Simultaneously, Jack arrives with Nancy's speech for her parents. When Nancy informs him that she has already given her speech, he asks whether she would like to hear his speech and she agrees. In front of Nancy’s family, he gives Nancy a speech that she is very much the right girl for him, and they kiss.

==Cast==
- Lake Bell as Nancy
- Simon Pegg as Jack
- Rory Kinnear as Sean
- Ken Stott as Bert, Nancy’s father
- Harriet Walter as Fran, Nancy’s mother
- Sharon Horgan as Elaine, Nancy’s sister
- Ophelia Lovibond as Jessica
- Olivia Williams as Hilary
- Stephen Campbell Moore as Ed
- Henry Lloyd-Hughes as Daniel
- Dean-Charles Chapman as Harry
- Robert Wilfort as Ryan
- Phoebe Waller-Bridge as Katie
- Paul Thornley as Adam

==Production==
In June 2013, it was announced Simon Pegg had joined the Big Talk production, co-starring as the romantic interest.
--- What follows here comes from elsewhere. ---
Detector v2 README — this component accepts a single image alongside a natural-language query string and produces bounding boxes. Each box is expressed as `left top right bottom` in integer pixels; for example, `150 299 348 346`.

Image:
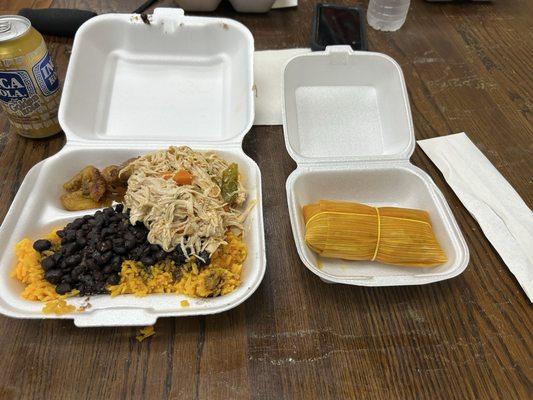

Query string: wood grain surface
0 0 533 399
On 19 November 2013, Lake Bell joined the cast as the film's lead, with The Inbetweeners director Ben Palmer set to direct. The film received funding from BBC Films, with Anton Capital Entertainment and Amazon Prime Instant Video joining as minor production partners. StudioCanal distributed the film.

Olivia Williams, Rory Kinnear, Stephen Campbell Moore, Sharon Horgan, Harriet Walter, and Ken Stott joined the cast during filming. Principal photography began on 20 January 2014 in London.

==Release and reception==
Man Up premiered at the 2015 Tribeca Film Festival on 19 April 2015 and was released theatrically in the United Kingdom on 29 May 2015 by StudioCanal. The film was released in the United States by Saban Films on 13 November 2015. It grossed $2.9 million worldwide.

The film received positive reviews from critics. On review aggregator website Rotten Tomatoes, the film has an 80% rating based on 80 reviews, with an average rating of 6.25/10. The site's consensus states: "Thanks to fine performances from Lake Bell and Simon Pegg, Man Up largely strikes the deceptively difficult balance between romance and comedy." On Metacritic, the film holds a 69 out of 100 rating, based on 18 critics.